Sands also learned other key implementation lessons while launching an integrated business and technology approach to e-procurement. Among them: one leader needs to be in charge and be prepared to spend lots of time making decisions; and that new business processes must be part of the launch.

“You need to be heavily involved both as a procurement or finance leader in launching the system—there are literally hundreds of decisions that have to be made as you are launching it and even post-launch,” Riezler told attendees. “You also really have to start over with your processes—these people that developed the system are really smart, and if you have the system flow the way it was designed and change your processes, you will be much better off launching the system that way.”

The Sands’ e-procurement network through SAP Ariba today is utilized by about 6,000 internal users and another 6,000 users that link to the network as suppliers and receive purchase orders or submit invoices, Riezler says.

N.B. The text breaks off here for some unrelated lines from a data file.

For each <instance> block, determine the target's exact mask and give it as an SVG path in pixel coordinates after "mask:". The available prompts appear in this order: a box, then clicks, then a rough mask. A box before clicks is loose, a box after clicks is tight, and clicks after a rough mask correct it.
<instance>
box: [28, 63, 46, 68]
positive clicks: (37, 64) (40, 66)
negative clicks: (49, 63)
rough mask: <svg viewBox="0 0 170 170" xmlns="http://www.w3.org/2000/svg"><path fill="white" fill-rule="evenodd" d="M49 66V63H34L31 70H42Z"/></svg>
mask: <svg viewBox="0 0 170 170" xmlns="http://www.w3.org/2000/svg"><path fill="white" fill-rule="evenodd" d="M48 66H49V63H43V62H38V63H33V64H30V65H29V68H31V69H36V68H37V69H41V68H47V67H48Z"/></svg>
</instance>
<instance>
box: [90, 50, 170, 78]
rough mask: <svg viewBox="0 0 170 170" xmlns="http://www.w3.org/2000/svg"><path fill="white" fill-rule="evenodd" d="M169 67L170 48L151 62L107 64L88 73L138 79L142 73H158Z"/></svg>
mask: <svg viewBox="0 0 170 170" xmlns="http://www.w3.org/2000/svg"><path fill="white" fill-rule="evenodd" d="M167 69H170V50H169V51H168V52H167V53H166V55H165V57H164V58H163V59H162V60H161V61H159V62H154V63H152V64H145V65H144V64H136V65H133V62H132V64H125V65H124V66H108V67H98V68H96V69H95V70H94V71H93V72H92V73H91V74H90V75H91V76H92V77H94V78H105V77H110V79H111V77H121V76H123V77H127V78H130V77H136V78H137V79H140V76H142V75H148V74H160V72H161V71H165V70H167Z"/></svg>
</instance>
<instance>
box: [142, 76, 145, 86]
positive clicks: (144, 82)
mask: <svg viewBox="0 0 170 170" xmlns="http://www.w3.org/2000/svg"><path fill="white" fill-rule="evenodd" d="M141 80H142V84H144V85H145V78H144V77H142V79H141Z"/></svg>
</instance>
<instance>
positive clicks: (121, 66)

The network, which handles 800,000 purchase orders annually, is used by Sands to negotiate 8,000 contracts each year.

Busy chickens for busy casinos

“In the last 12 months we put $2.9 billion worth of spend through the system,” he says. “We buy 23 million pounds of beef, 22 million eggs per year from some really busy chickens and we buy six million-rolls of toilet paper—the most important thing is we need it fast.”

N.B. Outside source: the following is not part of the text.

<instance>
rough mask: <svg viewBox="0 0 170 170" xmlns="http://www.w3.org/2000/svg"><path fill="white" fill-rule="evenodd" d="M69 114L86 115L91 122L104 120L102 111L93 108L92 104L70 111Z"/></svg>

Over time, Sands has built its e-procurement system to resemble the just-in-time supply chain methods used by major vehicle manufacturers. “When our chefs come in in the morning and they prepare the dim sum, their orders need to go out that time in the morning, he said.”When we have big conventions with 15,000 guests that you feed three times a day, and when you only have 72 hours to confirm the orders, they need to go out real-time,” Riezler says. “I used to work for Ford Motor Co. and we have introduced many of the just-in-time principles to our industry.”

A major e-procurement network undergoes a lot of stress and, if systems fail, business operations face immediate headaches, he told attendees. “When orders are raised and they don’t go out right away, and our buyers come in early in the morning and realize they haven’t gone out, it is pure hell for them,” he said. “They have to then go and download the order, PDF them, e-mail them out and then typically follow up with a phone call to make sure the suppliers have gotten the orders—so when SAP Ariba does infrastructure upgrades that have system outages, we feel it.”

Networks and systems need to work because Sands does virtually all of its corporate buying and spending, and even contract negotiations, online, Riezler told attendees. “Other than the taxes we pay, I can’t think of anything that doesn’t run through the system, he says.